Sub-par economic growth is the culprit, not tax cuts.

Whether you’re New York City Republican Mayor Michael Bloomberg, or California Democratic Governor Gray Davis, or OMB director Mitch Daniels, or President George W. Bush, there is one immutable fact when it comes to budgets: Economic growth solves the problem of deficits.

It follows then that the pursuit of maximum economic growth should always be the number one fiscal priority for our leaders. And yet it’s not.

The federal budget deficit was $158 billion for fiscal year 2002. Democratic politicians blame this shortfall on the Bush tax cut of 2001. But how can they? The bulk of the reduction in personal tax rates designated in that cut do not occur until the 2004 to 2006 period. Thus far, only about 10% of the tax cut has even taken place.

The real blame for the deficit can be placed on sub-par economic growth over the past two years, including the three-quarter-long recession in 2001 that was carried over from the Clinton-Gore administration. Since then, the economy has recovered at 3% — but 3% is a sub-par rate of growth.

Since 1947, the average yearly growth rate of the inflation-adjusted U.S. economy is 3.5%. Since 1982, a twenty-year period covering the disinflationary, tax-cutting, deregulated, information-economy revolution launched by President Reagan, annual real economic growth averaged 3.6%. This pace overcame the dismal 1970′s stagflation period and brought the economy back to its full potential to grow.

In recent years, however, the economy has been buffeted by recession, terrorist bombing attacks, war plans, a plunging stock market, and unprecedented corporate corruption and accounting fraud. Since the end of 2000, our real growth has slowed to 1.4% annually.

As a result, actual economic performance has fallen below the long-term 3.5% historical trend line, which reflects the economy’s indisputable potential to grow. If that trend line were extended through 2002, as though no slowdown had occurred, then the potential third-quarter gross domestic product would have been $9.829 trillion. Instead, actual GDP fell $364 billion short of the mark. Cumulatively, over the past two years, the loss of potential GDP comes to $1.95 trillion — a considerable amount.

All this would be academic were it not for the fact that total output in the GDP account (as compiled by the Commerce Department) equates with the taxable income base of the nation’s economy. So a smaller output pie means a shrinking tax base. If you apply the 18% economy-wide tax rate of recent years to the nearly $2 trillion loss of potential output, you get a $351 billion shortfall in tax revenues — which we’d be counting now if the economy had been running at full steam.

Even if you add in the early stages of the Bush tax cut and the sizable increases in federal spending for military and homeland-defense, the U.S. budget would have registered a $193 billion surplus instead of the official $158 billion deficit — if the economy had grown at its normal pace.

Of course, this lost revenue cannot be recaptured. But there’s plenty we can do to promote a better economic future, one that will have us quickly climbing out of deficit and back into surplus.

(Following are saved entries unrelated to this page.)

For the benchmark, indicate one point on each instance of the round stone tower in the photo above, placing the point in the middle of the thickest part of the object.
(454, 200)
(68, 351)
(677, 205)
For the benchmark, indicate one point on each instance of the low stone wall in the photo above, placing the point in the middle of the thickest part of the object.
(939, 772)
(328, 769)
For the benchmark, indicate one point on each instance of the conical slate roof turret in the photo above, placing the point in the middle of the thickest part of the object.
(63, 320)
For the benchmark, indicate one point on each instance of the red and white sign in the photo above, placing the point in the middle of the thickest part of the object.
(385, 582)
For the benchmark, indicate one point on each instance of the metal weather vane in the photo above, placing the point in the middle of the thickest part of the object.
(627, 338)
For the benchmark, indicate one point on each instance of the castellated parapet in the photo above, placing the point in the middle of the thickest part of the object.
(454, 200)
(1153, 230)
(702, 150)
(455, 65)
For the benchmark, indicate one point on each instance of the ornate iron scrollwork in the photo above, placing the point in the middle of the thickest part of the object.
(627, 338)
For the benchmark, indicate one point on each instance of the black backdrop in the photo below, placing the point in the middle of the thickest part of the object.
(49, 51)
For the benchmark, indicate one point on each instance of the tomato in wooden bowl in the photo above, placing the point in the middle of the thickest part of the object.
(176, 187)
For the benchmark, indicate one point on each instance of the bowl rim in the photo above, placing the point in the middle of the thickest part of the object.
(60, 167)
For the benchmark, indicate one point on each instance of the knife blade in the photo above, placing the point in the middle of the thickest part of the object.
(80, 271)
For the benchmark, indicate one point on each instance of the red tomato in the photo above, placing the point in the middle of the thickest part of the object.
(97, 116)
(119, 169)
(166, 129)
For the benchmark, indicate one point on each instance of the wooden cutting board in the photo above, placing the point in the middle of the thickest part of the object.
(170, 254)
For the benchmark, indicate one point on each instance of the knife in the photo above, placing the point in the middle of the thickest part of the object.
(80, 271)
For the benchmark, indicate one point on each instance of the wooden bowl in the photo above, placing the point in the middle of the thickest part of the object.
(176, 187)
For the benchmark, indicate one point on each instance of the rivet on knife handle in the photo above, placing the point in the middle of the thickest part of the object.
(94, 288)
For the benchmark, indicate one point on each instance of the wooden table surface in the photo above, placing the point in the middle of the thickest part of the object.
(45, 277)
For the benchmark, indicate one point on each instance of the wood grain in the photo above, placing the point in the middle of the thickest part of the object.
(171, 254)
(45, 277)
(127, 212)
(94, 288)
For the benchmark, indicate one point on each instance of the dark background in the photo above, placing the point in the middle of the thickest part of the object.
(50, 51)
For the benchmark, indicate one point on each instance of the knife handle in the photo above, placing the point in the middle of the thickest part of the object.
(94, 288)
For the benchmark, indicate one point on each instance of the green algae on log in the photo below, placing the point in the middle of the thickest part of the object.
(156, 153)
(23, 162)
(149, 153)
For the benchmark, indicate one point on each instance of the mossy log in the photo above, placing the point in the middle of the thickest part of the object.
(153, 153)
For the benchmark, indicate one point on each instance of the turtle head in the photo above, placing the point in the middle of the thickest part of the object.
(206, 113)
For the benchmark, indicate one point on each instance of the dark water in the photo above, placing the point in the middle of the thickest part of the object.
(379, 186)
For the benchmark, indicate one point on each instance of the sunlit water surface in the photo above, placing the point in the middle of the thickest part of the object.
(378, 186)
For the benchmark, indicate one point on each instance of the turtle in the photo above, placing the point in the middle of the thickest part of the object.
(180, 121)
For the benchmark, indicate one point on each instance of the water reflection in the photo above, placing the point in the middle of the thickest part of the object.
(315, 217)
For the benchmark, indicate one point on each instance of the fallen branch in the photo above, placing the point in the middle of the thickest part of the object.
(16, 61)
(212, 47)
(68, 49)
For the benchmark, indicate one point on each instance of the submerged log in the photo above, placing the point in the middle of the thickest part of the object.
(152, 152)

A return to a 3.5% long-run growth path with a 5% yearly growth rate over the next three years will get us there comfortably. This may sound like a tall order next to what the pessimists say, but it can be achieved. Normal rebounds after past recessions tended to run near 5%. Output-per-hour productivity is presently running over 5%. With a normal 1% expansion of the labor force, a 5% productivity rate translates to a 6% growth rate. And that, of course, would bring us all the way back to our long-run potential to grow. It would also bring us back to surpluses.

As the president and his team outline their new economic policy for the State of the Union message in late January, they should consider a 5% economic growth target that would bring the federal budget into balance. They should also take great care not to permit any tax-and-spending policies that would create barriers to a 5% growth rate.

Traditionally, when you combine tax incentives that encourage private investment with restraints on federal spending, you get a policy mix that nurtures growth and allows our remarkable productivity to leverage the economy to its potential. It is this thinking that should dominate the upcoming policy debate. For deficit-suffering state and city officials, the exact same logic should prevail. Tax hikes and spending increases are the wrong medicine.

Obsessing over deficits is merely a distraction. Growth is the name of the game.

Larry Kudlow is the author of JFK and the Reagan Revolution: A Secret History of American Prosperity, written with Brian Domitrovic.